The world's busiest 3 surgical robots are in China, and have done more than 40,000 operations.
Release date: 2017-09-13 Source: Xinhua News Agency Maltitol Keto,Organic Maltitol keto,Food Ingredient Crystalline Maltitol Qingdao Bailong Huichuang Bio-tech Co., Ltd. , https://www.sdblcycn.com
The surgical machine of Shanghai Changhai Hospital has accumulated more than 40,000 robotic operations.
The robotic arm with the surgical forceps is telescopic, and the chip automatically transmits data, recording the amount of surgery completed. According to the data provided by the International Training Center for Surgical Robots at Changhai Hospital in Shanghai, from the introduction of the first surgical robot in 2006 to February this year, China has carried out more than 40,000 robotic operations, and it has become a reality for robots to go to the operating table. However, when you are really lying in a hospital bed, is there such a worry, will it slash the knife if the voltage is unstable? In case the program is hacked...
"The world's busiest surgical robot in China"
In the urology room of the First Affiliated Hospital of Nanchang University, the 69-year-old Luo Dan has been doing robotic radical prostatectomy for a week. He is lying in bed with a joke. "The knife is small and the recovery time is short. The doctor said I can be discharged now."
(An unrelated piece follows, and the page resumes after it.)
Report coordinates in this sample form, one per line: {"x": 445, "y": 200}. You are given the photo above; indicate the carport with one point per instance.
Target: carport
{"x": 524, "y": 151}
“The surgical robot is the sword in the hands of the surgeon.†The doctor in charge of the operation is Wang Gongxian, the deputy dean of the First Affiliated Hospital of Nanchang University. He has three photos of his surgery on the wall of the office, representing him since he joined the work in 1982. Traditional open surgery, first-time laparoscopic surgery in the 1990s, and robotic surgery.
At the 2017 World Robotics Conference, the audience watched the orthopedic surgery robot on site. Xinhua News Agency
Compared with open surgery, laparoscopy allows Wang Gong to look at the TV monitor first, and the surgery can be completed in the patient's body with a special extended surgical instrument. With the advent of the robot era, he was the first to use his own hand to hold the scalpel. "The human wrist can only have 4 degrees of freedom from front to back, left and right, and the mechanical arm 'wrist' with the surgical forceps has 7 degrees of freedom and can rotate 540 degrees freely."
In the eyes of the post-80s post-doctoral and Wang Gongxian's assistant Guo Ju, looking at the patient's body through a laparoscope is like watching a TV at home, and the robot is like going to the cinema to watch 3D movies.
Higher degrees of freedom and clearer vision mean less trauma and more precise treatment, and of course higher costs. Compared with traditional surgery, the hospitalization time of Luo Dan is reduced by half, but it costs about 20,000 yuan, mainly for the cost of electric scissors and needle holders at the front end of the robot arm.